Abstract
Gangrenous cholecystitis (GC), a severe complication of acute cholecystitis, is associated with higher morbidity and mortality rates than uncomplicated cholecystitis. In this report, we present the case of an 81-year-old female with diabetes mellitus and hypertension who presented in the emergency department complaining of severe generalized abdominal pain for 10 days. The pain was associated with nausea and vomiting. She had septic shock, prompting admission, and was eventually diagnosed with perforated GC. Interventional radiology was conducted, and a cholecystostomy tube was placed under radiology guidance with continuous daily irrigation and intravenous antibiotic coverage for four weeks. Subsequently, the patient’s condition improved, and she was finally discharged.

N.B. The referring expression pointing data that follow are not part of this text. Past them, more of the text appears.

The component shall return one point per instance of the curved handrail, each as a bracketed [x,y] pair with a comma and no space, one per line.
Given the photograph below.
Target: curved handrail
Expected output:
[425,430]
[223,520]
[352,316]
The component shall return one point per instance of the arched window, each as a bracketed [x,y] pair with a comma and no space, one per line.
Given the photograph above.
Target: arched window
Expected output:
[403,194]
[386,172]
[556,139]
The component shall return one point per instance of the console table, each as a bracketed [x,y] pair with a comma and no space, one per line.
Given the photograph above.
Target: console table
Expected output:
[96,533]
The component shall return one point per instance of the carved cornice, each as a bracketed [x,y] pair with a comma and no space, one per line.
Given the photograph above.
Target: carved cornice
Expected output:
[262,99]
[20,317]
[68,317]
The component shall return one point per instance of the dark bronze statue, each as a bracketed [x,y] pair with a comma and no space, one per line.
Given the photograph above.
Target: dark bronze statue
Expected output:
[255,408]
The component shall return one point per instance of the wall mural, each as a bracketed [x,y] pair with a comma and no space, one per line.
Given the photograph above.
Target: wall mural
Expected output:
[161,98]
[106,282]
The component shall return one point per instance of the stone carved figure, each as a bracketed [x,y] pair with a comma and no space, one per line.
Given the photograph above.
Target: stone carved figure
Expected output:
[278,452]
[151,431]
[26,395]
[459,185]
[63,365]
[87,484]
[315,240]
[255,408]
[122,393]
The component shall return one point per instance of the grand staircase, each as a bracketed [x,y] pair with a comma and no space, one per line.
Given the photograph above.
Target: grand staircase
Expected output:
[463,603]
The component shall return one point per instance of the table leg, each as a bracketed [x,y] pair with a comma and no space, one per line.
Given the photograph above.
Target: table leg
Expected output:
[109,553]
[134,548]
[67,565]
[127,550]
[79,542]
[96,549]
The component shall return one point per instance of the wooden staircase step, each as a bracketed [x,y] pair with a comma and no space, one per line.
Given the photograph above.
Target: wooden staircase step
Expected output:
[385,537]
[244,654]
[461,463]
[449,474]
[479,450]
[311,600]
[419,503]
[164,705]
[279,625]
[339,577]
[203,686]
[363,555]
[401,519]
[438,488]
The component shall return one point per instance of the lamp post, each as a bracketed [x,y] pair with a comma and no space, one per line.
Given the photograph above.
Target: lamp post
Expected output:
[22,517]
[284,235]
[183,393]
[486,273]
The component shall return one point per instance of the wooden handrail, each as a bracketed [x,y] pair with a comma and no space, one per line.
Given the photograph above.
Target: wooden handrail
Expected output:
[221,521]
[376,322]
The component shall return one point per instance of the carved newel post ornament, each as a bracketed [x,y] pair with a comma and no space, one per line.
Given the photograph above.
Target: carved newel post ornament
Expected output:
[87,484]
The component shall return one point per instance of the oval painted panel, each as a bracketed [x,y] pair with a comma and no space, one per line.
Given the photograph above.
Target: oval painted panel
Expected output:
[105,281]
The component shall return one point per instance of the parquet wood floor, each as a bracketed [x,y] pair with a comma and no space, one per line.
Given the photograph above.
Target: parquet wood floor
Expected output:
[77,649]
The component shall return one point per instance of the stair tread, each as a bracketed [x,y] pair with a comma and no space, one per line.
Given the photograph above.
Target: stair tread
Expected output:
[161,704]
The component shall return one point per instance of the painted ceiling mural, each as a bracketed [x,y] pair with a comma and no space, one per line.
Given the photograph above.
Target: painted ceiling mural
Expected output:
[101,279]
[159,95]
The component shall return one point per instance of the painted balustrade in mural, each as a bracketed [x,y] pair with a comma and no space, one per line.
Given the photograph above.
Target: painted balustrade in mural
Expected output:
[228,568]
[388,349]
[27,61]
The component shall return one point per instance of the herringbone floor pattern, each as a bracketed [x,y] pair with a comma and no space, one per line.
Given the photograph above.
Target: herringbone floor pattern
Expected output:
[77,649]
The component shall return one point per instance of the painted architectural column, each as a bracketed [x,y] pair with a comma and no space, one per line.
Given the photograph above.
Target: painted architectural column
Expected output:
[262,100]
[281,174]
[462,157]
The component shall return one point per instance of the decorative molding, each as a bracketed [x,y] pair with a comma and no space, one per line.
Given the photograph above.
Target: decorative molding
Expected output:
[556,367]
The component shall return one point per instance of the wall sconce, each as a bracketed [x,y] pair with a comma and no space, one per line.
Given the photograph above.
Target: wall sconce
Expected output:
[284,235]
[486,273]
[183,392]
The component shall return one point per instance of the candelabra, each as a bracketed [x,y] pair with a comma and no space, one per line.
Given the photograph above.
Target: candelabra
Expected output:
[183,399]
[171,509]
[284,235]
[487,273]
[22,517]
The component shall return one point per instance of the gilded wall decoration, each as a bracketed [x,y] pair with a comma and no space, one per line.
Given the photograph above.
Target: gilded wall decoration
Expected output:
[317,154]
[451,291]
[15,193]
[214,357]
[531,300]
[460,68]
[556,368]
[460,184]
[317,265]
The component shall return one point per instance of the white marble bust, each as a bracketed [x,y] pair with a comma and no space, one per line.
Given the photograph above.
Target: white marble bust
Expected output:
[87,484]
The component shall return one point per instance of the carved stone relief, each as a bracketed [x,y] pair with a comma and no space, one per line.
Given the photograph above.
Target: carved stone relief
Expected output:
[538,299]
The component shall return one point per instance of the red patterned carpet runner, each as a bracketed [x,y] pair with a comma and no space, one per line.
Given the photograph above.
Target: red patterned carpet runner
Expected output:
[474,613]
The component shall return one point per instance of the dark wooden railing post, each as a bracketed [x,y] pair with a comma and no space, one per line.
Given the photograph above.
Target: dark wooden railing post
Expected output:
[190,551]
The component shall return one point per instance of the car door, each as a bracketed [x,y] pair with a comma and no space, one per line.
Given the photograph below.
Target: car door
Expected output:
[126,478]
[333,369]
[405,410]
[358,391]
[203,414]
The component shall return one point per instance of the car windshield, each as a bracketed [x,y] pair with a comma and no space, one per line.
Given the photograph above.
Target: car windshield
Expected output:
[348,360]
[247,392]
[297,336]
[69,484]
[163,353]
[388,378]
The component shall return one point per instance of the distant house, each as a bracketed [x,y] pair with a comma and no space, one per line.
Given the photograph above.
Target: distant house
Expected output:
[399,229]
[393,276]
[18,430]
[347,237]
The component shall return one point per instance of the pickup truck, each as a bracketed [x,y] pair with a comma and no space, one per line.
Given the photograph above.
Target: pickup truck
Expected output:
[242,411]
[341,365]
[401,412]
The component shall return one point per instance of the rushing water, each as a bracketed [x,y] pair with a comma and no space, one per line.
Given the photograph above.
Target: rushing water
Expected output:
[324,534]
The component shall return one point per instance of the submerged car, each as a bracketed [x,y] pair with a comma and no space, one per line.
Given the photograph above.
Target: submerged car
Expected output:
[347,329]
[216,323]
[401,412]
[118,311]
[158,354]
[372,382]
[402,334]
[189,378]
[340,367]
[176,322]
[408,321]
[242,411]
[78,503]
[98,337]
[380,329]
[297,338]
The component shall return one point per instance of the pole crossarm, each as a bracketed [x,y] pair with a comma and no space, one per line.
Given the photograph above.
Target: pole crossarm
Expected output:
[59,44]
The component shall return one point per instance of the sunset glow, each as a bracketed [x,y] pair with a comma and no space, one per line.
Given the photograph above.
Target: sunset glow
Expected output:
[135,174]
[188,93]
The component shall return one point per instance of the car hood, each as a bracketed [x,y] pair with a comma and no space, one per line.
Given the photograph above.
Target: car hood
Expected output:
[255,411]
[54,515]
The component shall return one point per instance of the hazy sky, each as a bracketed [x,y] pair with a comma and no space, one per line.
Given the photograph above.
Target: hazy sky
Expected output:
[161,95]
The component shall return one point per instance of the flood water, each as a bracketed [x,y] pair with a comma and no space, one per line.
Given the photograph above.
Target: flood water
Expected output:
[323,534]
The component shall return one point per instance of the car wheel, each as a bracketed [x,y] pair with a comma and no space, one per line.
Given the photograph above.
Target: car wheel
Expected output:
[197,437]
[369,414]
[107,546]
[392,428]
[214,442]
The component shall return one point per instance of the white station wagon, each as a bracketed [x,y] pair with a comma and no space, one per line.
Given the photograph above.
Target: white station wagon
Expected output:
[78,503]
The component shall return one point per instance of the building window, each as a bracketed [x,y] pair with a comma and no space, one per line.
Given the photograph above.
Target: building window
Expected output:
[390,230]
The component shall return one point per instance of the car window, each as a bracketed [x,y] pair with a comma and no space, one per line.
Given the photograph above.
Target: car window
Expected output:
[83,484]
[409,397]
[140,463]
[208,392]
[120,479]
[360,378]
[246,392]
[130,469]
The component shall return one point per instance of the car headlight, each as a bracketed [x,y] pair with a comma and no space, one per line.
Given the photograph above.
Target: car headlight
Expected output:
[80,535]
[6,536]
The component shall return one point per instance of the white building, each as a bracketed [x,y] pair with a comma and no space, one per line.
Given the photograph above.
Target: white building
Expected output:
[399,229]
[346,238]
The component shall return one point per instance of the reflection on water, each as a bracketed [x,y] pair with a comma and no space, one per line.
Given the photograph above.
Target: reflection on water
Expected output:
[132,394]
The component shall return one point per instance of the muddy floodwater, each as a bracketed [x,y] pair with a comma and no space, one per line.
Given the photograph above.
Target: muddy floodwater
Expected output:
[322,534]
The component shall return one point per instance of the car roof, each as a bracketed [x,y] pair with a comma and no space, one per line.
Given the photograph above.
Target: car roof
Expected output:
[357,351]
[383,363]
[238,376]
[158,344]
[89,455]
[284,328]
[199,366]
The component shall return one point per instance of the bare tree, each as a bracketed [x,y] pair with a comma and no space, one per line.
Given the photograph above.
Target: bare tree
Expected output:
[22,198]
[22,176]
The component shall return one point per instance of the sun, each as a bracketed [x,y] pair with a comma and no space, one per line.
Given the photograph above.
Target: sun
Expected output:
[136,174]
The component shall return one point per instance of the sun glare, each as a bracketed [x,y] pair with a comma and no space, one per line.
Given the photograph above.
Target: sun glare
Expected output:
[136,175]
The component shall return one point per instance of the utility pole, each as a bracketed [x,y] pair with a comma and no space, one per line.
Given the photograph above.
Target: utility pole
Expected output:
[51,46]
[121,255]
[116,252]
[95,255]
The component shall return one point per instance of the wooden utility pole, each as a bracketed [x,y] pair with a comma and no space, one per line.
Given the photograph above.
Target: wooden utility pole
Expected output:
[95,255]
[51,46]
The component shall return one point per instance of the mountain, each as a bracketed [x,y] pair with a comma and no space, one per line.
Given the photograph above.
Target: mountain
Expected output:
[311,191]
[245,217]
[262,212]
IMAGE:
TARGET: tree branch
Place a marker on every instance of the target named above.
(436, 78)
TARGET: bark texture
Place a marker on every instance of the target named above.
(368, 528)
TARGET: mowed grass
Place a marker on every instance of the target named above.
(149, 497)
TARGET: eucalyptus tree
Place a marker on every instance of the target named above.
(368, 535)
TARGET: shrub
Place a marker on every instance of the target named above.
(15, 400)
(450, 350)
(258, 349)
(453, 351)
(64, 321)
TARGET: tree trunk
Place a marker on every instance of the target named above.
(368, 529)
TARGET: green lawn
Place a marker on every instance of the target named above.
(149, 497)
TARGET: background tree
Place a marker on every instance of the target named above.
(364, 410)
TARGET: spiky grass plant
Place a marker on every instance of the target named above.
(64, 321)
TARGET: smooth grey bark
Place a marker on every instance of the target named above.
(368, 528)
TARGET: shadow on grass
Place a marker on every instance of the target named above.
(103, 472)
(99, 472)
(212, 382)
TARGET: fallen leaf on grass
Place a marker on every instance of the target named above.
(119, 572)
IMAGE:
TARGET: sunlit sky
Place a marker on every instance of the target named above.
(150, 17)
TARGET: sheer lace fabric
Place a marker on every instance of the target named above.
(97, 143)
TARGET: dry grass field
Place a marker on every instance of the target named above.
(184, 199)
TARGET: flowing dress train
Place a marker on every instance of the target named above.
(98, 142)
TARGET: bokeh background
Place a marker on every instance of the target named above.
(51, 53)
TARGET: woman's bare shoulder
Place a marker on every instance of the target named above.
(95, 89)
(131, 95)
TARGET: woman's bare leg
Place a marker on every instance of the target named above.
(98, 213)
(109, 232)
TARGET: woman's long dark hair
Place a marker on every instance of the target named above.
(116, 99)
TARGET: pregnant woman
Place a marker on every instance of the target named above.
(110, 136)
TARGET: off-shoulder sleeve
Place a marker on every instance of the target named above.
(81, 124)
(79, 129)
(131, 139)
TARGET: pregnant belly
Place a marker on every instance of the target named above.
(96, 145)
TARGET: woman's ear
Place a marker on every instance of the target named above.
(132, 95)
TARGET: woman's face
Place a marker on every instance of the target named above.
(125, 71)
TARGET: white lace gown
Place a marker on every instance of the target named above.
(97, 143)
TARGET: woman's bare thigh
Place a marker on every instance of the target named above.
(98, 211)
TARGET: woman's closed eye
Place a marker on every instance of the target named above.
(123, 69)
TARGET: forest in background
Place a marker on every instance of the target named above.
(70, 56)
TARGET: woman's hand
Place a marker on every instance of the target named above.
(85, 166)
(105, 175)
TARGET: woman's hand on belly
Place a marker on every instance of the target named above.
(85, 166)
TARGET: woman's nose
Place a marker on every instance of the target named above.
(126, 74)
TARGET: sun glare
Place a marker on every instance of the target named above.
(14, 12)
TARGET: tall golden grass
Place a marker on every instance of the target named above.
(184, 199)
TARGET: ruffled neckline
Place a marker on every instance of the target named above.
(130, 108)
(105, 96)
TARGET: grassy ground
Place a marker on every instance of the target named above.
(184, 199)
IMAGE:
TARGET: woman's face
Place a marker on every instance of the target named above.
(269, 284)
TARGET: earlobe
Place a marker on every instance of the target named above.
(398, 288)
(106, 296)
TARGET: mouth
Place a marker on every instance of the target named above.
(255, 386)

Keywords: percutaneous cholecystostomy tube, biliary system, gallbladder, gallstone disease (gsd), gangrenous cholecystitis
Introduction
The biliary system is mainly composed of the gallbladder, cystic duct, common bile duct (CBD), and sphincter of Oddi. Bile, which consists of bile salts, cholesterol, and bilirubin, is the main liquid that flows in the biliary system. When the gallbladder malfunctions, bile becomes supersaturated, turning into gallstones [1].
Gallstone disease is the most common disorder of the biliary system [2], with a prevalence of 10-15% in adults [3]. However, its prevalence varies by ethnicity. For example, Native Americans have the highest prevalence, whereas Black Africans have the lowest. There are several types of gallstones according to their components such as pure cholesterol, pure pigmented, and mixed stones [4]. The risk factors for gallstone development are either modifiable or nonmodifiable. Modifiable risk factors include metabolic syndrome, dietary factors (high-calorie, high-carbohydrate, and low-fiber diets), certain diseases (liver cirrhosis and Crohn’s disease), ileal resection, and certain medications (hormone replacement therapy and octreotide). Conversely, nonmodifiable risk factors include female gender, advancing age, race, and lithogenic genes [3].
Gallstone disease can be asymptomatic. Its symptoms range from mild to severe pain or complications [5]. The cardinal symptoms of gallstone and biliary system diseases are right-upper-quadrant or epigastric colicky pain, jaundice, and fever. In addition, gallstone disease has several presentations. Biliary colic occurs when abdominal pain becomes recurrent and lasts longer than 15 minutes. The pain can radiate to the right shoulder or the back and can be associated with nausea and vomiting [6].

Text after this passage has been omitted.